When comparing architectures for availability and reliability, it is often difficult to comprehend the small differences in the estimates.

It is tempting to compare in terms of downtime, but doing that is a slippery slope; people like to think of minutes per year as an actual outcome, almost too real for reality.  Remember there is no such thing as an average; there is also no such outcome, no prediction that is as accurate as people like it to be. But that doesn’t stop the decision makers from thinking as though the estimate is a tangible number.

A couple tricks I like to use are Data Bars in Excel, and a log conversion that compares the “number of nines.”

Under Conditional Formatting in Excel, the Data Bars capability is a very simple way of presenting a grid of numbers, such as when plotting the effect of two different variables in a system design, or combinations of connections in a network design.  Figure 1 is an example of the availability of node to node connections in a network, in pairs. Each row is a particular node pair, and each column is as well, so the diagonal is the availability of a node to node connection, and the off diagonal is the availability of the pair of node to node connections.  Notice that clusters and patterns are easier to see, such as the higher availability of the diagonal as expected, or the relatively high availability cluster at the bottom right for nodes 3, 4, 5.

Figure 1. Node to node availability grid for an arbitrary network.

When decision makers are comfortable with thinking in terms of the number of nines for comparison, then a log scale can be helpful, as it makes the smaller differences easier to see against the larger differences. But that can lead to unfair comparisons on a graph, where a small difference is made to look as large as a much larger difference. So I like to use this type of comparison against a standard or target, say “five nines” or 0.99999 availability for example.  Table I below gives a few of the common conversions. Note that “four and a half nines” is not 0.99995, but rather about 0.9999684. Precisely, the “number of nines” is calculates as –log(unavailability) in the table.

Table I

Conversions of availability, downtime, and fair weighting of nines.
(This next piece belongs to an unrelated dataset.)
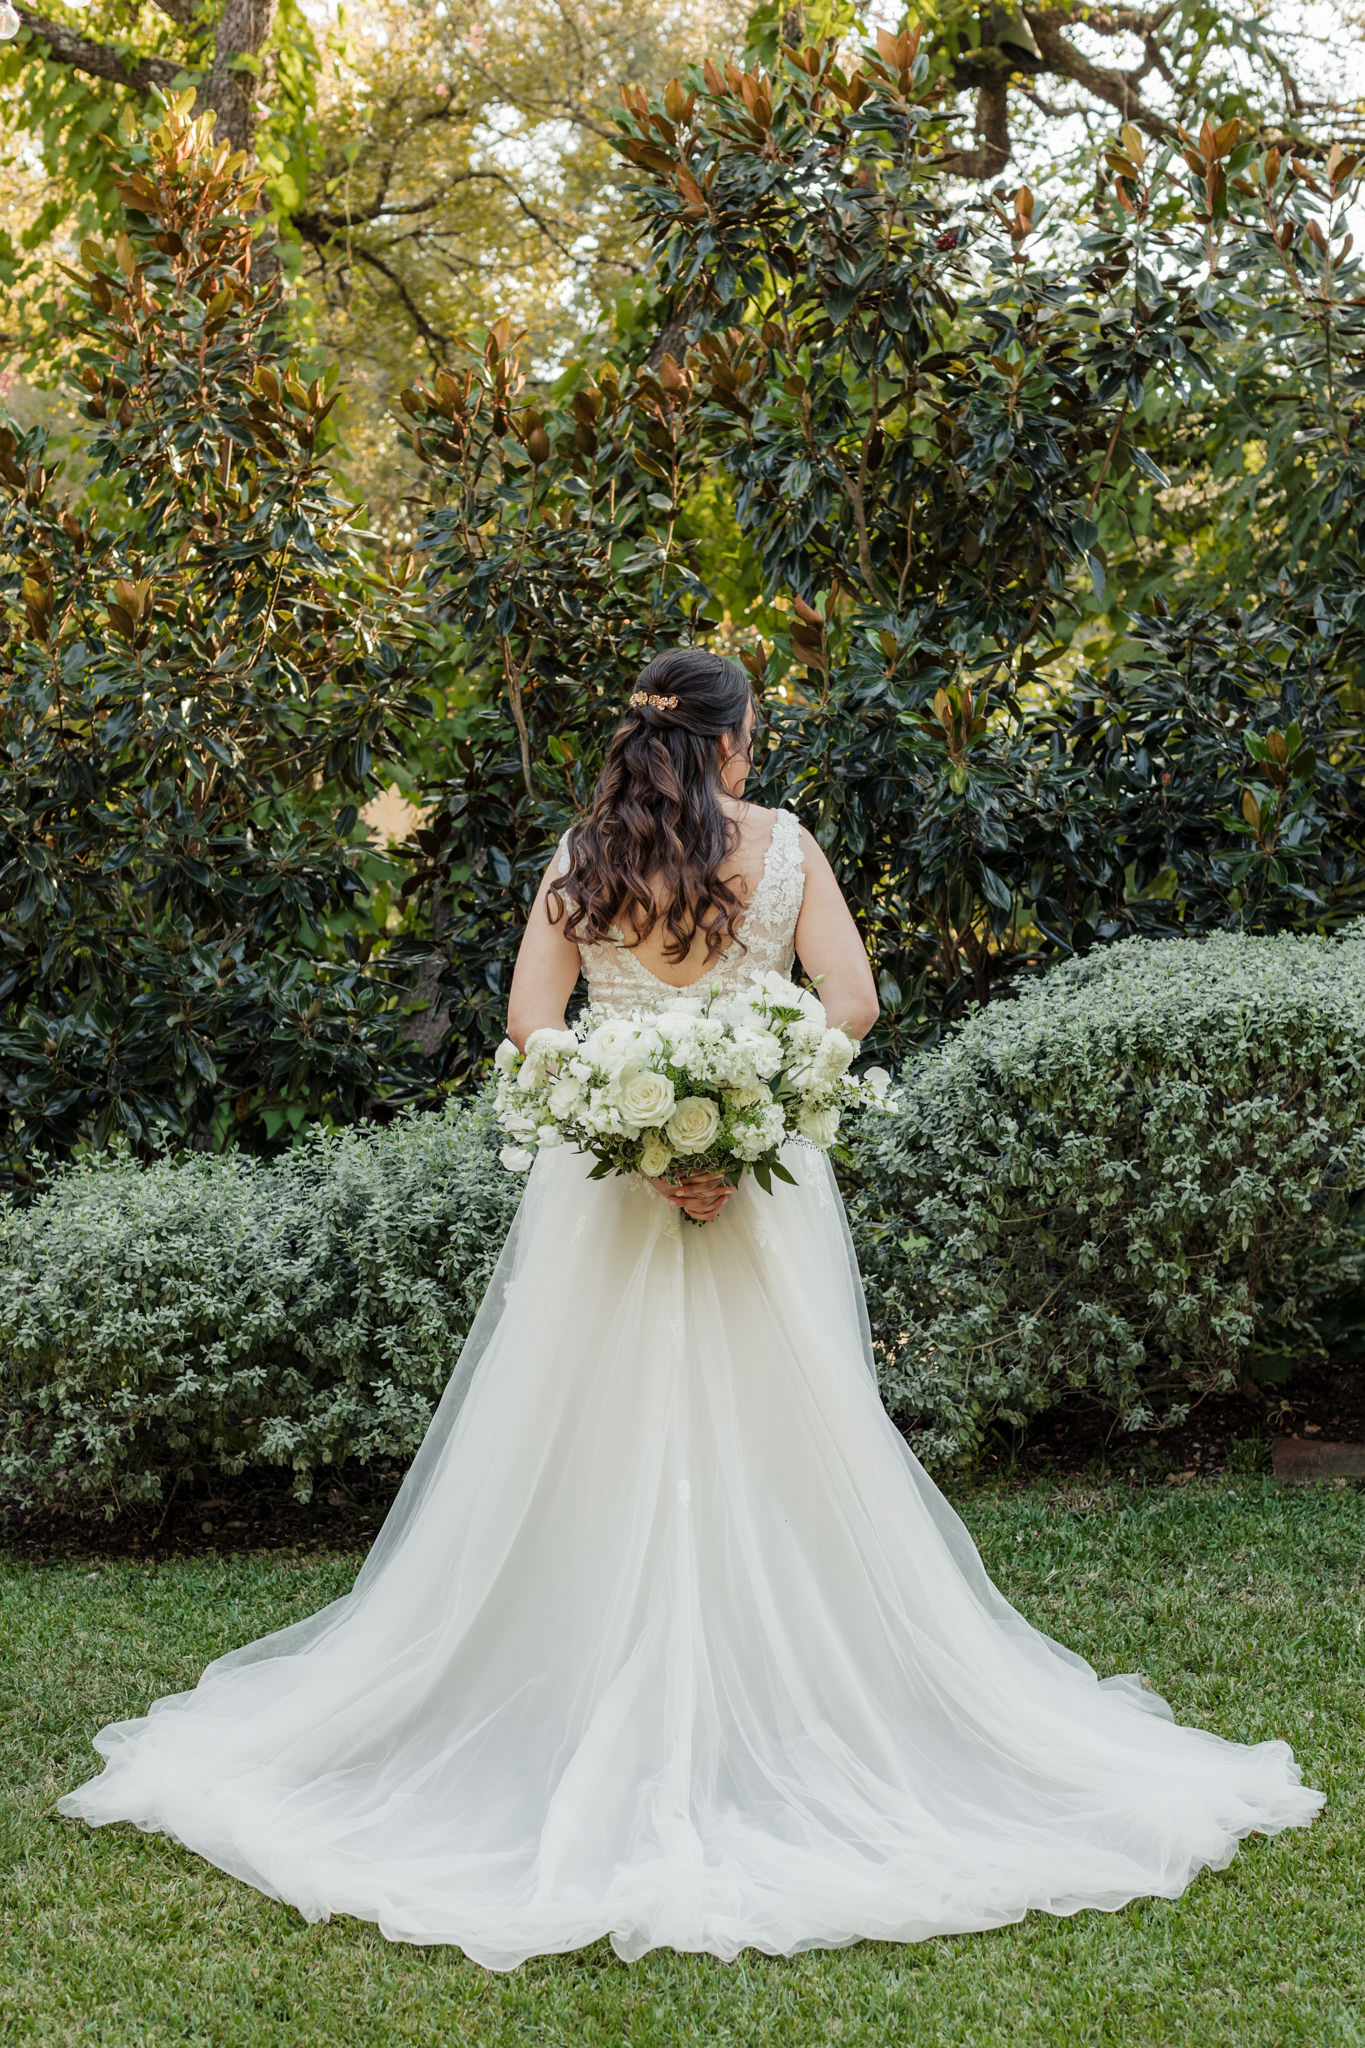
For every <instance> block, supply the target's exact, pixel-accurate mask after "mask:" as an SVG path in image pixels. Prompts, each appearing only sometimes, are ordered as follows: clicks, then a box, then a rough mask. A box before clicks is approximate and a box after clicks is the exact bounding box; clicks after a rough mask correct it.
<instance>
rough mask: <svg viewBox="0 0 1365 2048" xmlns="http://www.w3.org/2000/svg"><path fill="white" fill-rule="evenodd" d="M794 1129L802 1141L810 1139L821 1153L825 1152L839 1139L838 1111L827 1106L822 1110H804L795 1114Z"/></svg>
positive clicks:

These methods have different uses, and are not for every use either. The first method of Data Bars is broadly useful for comparing large numbers of data visually. And as long as the numbers are fair, the weighting provided by that method will be, and so the comparison should be useful and fair. Edward Tufte might approve (http://www.edwardtufte.com/tufte/). But the second method of log conversion to “the number of nines” can be misleading in comparisons of a large number of results as it is nonlinear. So I reserve its use for comparisons against targets and goals for a design.